Frances lebt als Tänzerin ohne festes Engagement in New York. Einmal studiert sie mit ihrer Tanzgruppe eine Choreographie ein, die eigentlich sehr nach konventionellem Modern Dance aussähe, wären da nicht diese seltsam linkischen Momente, die in den Bewegungsfluss etwas Unpassendes, geradezu Hampeliges einschleusen. „Ich mag Dinge, die wie Fehler aussehen“, sagt Frances dazu – ein Satz, der auch auf ihr Leben zuzutreffen scheint. Frances, die mit Nachnamen natürlich nicht „Ha“ heißt (auch das eine kleine, charmante Panne), schlägt sich vor allem mit ihrer prekären Existenz herum, die nicht Armut genannt werden darf, weil die Widersprüche doch zu groß sind: Für ein Wochenende in Paris ist irgendwie Geld da, für eine Kinokarte eher nicht. Ansonsten geht Frances völlig in der Beziehung zu ihrer Mitbewohnerin Sophie auf – eine Frauenfreundschaft, die alles hat, was den sogenannten Liebesverhältnissen fehlt: Lebendigkeit, Witz, Entspanntheit und Intimität.
Dann aber verändern sich die Dinge um Frances herum. Sophie wird Lektorin bei einem großen Verlagshaus und zieht ins teure Tribeca, später folgt sie ihrem Verlobten nach Japan. Frances scheint hängenzubleiben, sie schlingert und stolpert, wobei ihr vereierter Tanz zwischen Lebensentwurf und Wirklichkeit durch diverse Orts- und Stadtteilwechsel strukturiert wird: Prospect Heights in Brooklyn, eine Hipster-WG in Chinatown, Weihnachtsurlaub bei den Eltern in Sacramento, ein vermurkster Paristrip, ihr altes College in Poughkeepsie, in das sie vorübergehend zum Geldverdienen zurückkehren muss, schließlich ein eigenes Apartment in Washington Heights.

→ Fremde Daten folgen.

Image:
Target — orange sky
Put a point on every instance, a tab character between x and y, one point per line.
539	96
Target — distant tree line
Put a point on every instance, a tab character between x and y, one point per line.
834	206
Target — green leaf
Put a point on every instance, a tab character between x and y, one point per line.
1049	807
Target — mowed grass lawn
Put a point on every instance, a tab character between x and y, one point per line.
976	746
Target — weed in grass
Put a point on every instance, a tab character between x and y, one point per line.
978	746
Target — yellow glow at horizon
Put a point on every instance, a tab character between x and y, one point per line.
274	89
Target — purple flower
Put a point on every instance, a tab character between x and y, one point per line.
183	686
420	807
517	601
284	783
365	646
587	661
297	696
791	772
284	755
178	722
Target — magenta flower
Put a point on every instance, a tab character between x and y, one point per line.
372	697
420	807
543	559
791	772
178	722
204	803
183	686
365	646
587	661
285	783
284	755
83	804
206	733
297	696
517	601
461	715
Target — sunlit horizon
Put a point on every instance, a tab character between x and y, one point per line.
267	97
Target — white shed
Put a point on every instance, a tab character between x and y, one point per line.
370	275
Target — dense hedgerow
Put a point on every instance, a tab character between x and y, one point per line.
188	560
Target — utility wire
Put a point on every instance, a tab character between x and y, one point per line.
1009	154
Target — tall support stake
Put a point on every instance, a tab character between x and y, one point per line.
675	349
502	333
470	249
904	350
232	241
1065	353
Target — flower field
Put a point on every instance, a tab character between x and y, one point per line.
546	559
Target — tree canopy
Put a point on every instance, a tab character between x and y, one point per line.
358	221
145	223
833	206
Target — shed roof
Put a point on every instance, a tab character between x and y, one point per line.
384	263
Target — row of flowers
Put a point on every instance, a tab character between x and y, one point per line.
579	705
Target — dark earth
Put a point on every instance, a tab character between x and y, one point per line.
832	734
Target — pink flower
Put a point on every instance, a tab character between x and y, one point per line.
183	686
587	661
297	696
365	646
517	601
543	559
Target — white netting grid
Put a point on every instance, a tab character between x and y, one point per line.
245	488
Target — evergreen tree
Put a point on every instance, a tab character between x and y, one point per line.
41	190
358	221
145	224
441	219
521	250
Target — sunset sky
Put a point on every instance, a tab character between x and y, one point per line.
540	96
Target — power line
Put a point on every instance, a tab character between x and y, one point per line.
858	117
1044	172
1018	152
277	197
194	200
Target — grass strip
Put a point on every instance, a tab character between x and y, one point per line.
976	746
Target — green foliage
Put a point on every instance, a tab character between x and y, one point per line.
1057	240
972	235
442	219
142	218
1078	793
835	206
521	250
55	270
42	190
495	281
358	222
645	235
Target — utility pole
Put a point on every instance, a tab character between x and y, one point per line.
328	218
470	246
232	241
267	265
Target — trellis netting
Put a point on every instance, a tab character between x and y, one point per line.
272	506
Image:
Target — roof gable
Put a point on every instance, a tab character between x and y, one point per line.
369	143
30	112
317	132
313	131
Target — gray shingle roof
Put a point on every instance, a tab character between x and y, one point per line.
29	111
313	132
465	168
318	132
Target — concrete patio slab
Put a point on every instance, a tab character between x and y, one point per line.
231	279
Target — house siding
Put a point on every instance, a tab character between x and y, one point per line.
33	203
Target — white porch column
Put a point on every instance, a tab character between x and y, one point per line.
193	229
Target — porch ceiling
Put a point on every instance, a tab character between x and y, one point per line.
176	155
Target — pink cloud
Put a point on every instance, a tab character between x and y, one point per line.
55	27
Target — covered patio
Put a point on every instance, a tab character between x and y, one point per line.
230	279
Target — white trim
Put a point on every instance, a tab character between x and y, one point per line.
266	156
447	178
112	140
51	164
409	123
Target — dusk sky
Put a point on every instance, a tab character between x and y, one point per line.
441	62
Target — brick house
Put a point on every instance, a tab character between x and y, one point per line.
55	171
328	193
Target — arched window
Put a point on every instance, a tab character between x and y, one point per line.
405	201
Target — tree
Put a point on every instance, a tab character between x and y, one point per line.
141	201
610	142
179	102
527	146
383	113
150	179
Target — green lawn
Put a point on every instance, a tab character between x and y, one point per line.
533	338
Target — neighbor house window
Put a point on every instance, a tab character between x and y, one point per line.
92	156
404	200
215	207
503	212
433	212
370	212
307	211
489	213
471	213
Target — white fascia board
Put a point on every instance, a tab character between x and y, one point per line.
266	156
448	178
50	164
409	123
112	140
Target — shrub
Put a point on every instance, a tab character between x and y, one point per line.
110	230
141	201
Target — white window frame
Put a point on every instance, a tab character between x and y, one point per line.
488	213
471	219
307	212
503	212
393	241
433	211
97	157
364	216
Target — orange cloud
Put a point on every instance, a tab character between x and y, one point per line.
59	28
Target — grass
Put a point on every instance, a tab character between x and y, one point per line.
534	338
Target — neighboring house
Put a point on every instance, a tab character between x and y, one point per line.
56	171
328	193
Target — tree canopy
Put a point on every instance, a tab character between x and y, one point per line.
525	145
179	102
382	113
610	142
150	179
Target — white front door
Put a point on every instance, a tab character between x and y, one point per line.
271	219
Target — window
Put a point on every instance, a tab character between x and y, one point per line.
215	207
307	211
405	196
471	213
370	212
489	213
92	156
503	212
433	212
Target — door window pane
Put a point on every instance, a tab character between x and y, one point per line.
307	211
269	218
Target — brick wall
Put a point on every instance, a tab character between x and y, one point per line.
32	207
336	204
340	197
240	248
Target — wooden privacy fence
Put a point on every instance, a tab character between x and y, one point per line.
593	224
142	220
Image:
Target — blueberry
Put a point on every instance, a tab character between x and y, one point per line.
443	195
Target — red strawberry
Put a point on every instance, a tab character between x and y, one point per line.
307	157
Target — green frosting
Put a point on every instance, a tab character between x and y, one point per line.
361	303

„Frances Ha“, in Schwarz-Weiß und mit kleinem Budget unter der Regie von Noah Baumbach – eigentlich eher ein Spezialist für misanthrope Typen – nach einem gemeinsam mit Greta Gerwig geschriebenen Drehbuch gedreht, verweist immer wieder ganz explizit auf die Filmgeschichte (u.a. Woody Allens „Manhattan“, fd 22 160, oder das Kino der Nouvelle Vague), fängt aber auch einen Ausschnitt realer New Yorker bzw. großstädtischer Gegenwart ein. Allerdings geht es hier weniger um Zeitdiagnose oder ein Generationenporträt (bürgerlicher Hintergrund, gut ausgebildet, unterbeschäftigt) – das alles passiert eher so nebenbei –, als darum, einer Figur und Darstellerin eine Bühne zu errichten. Greta Gerwig, deren Anfänge als Schauspielerin in der Mumblecore-Bewegung liegen, verzaubert nach Whit Stillmans „Damsels in Distress“ erneut durch ihre seltsam verrutschte, breitschultrige Weiblichkeit. In einer Szene rennt Frances mit dicker Lederjacke und schwerem Rucksack zu David Bowies „Modern Love“ durch die Straßen Brooklyns, macht Sprünge über Bürgersteige und Zebrastreifen und dreht dabei Pirouetten – eine unvergleichliche Mischung aus Schluffigkeit und Energie, Klobigkeit und Anmut.